Di recente la rivista History Today ha raccolto le opinioni di alcuni storici e storiche che aiutano a orientarsi in questo dibattito. Va tenuto presente però che è impossibile delineare princìpi che vadano bene per ogni contesto e per tutti i casi, dato che molto spesso la collocazione di certe opere d’arte è frutto di passaggi tortuosi e frammentati.

Ioannis Stefanidis, docente di storia della diplomazia all’Università di Salonicco, cita per esempio la storia dei Cavalli di San Marco, un gruppo scultoreo in bronzo che raffigura quattro cavalli e che un tempo – probabilmente tra il IV e il II secolo d.C. – era collocato all’ippodromo di Costantinopoli, l’attuale Istanbul. Nel 1204, quando la città fu saccheggiata dai crociati, i cavalli furono portati a Venezia, e lì ci rimasero per secoli. Nel 1797 Napoleone li sottrasse durante le sue campagne militari in Italia, e li posizionò sull’Arco di Trionfo a Parigi. Dopo la sconfitta di Waterloo, i cavalli furono di nuovo trasportati a Venezia, nella Basilica di San Marco, dove si trovano tuttora.

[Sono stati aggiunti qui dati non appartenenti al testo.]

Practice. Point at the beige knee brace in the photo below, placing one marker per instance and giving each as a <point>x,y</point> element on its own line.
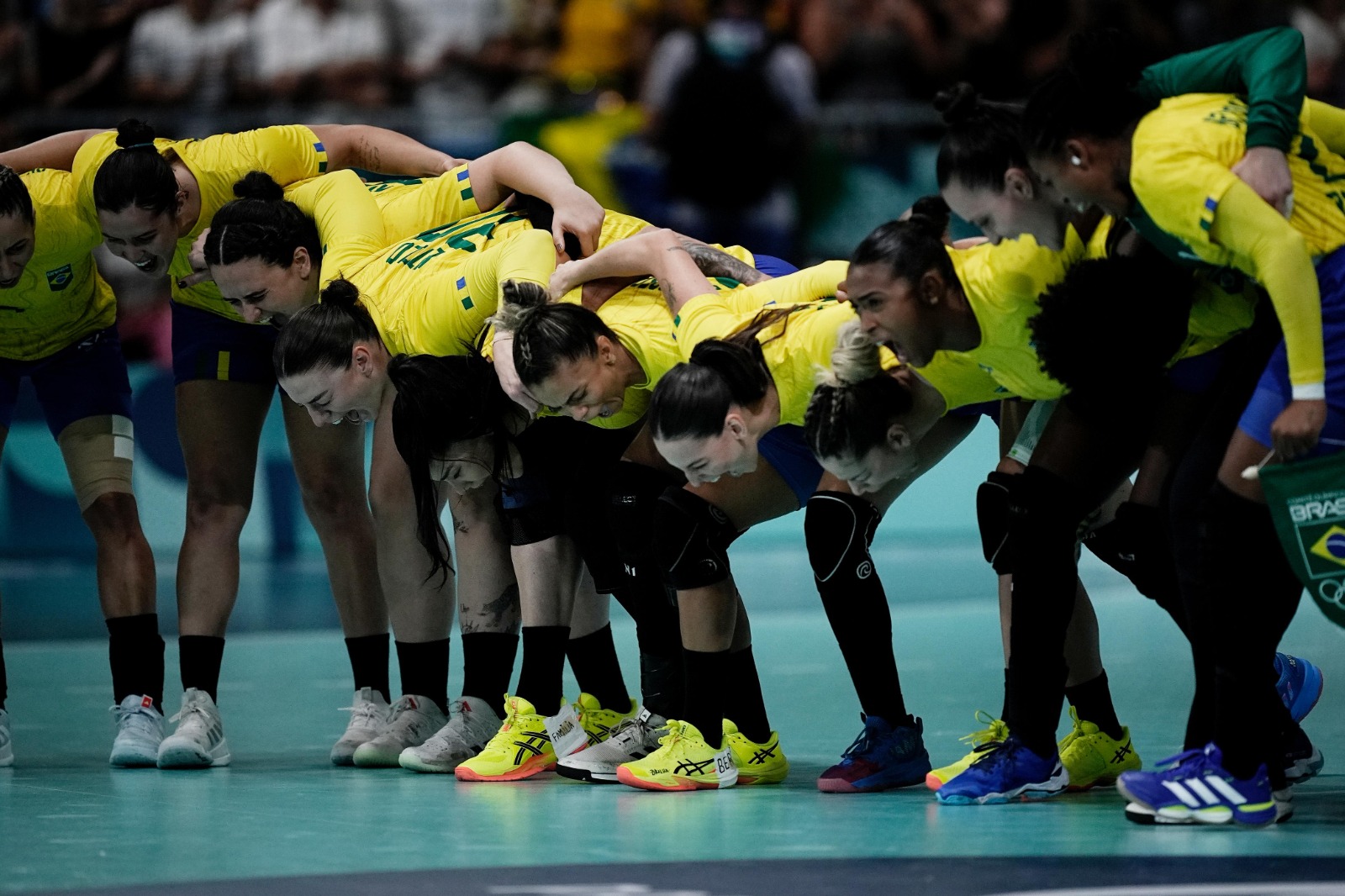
<point>98,452</point>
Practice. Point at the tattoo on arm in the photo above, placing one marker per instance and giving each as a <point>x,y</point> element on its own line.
<point>716,262</point>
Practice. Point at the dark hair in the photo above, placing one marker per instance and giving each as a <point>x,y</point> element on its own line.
<point>323,335</point>
<point>136,174</point>
<point>1100,356</point>
<point>692,400</point>
<point>441,403</point>
<point>982,140</point>
<point>853,407</point>
<point>548,335</point>
<point>1093,96</point>
<point>912,246</point>
<point>261,224</point>
<point>15,201</point>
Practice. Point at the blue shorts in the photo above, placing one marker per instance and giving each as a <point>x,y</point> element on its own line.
<point>85,380</point>
<point>208,346</point>
<point>789,454</point>
<point>1274,392</point>
<point>771,266</point>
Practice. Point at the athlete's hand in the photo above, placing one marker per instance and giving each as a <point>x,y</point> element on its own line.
<point>1298,428</point>
<point>199,271</point>
<point>510,382</point>
<point>580,214</point>
<point>1266,171</point>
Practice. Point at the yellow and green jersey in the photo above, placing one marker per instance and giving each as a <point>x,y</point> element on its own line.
<point>60,298</point>
<point>287,152</point>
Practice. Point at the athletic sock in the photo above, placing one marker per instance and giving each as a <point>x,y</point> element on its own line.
<point>838,529</point>
<point>744,704</point>
<point>136,656</point>
<point>199,658</point>
<point>544,665</point>
<point>369,662</point>
<point>488,667</point>
<point>598,670</point>
<point>706,683</point>
<point>424,667</point>
<point>1093,701</point>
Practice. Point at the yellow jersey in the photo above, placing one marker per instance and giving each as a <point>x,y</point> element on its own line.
<point>60,298</point>
<point>286,152</point>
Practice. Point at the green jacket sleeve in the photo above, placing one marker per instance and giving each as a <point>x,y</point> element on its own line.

I Cavalli di San Marco (Wikimedia Commons)

«Chi avrebbe diritto a reclamare il rimpatrio dell’opera?» si chiede retoricamente Stefanidis, citando la repatriation prevista dall’UNESCO. «I francesi, che l’hanno rubata per secondi? Dal punto di vista cronologico, la risposta è semplice: Costantinopoli nella sua forma odierna, Istanbul. Sono quindi i turchi che hanno il diritto di reclamare le statue, dato il loro legame con l’ippodromo, e nonostante l’assenza durata nove secoli e sebbene i cavalli non abbiano un legame con la cultura ottomana o turca?» (i cavalli sono infatti di produzione romana o ellenistica, a seconda delle interpretazioni).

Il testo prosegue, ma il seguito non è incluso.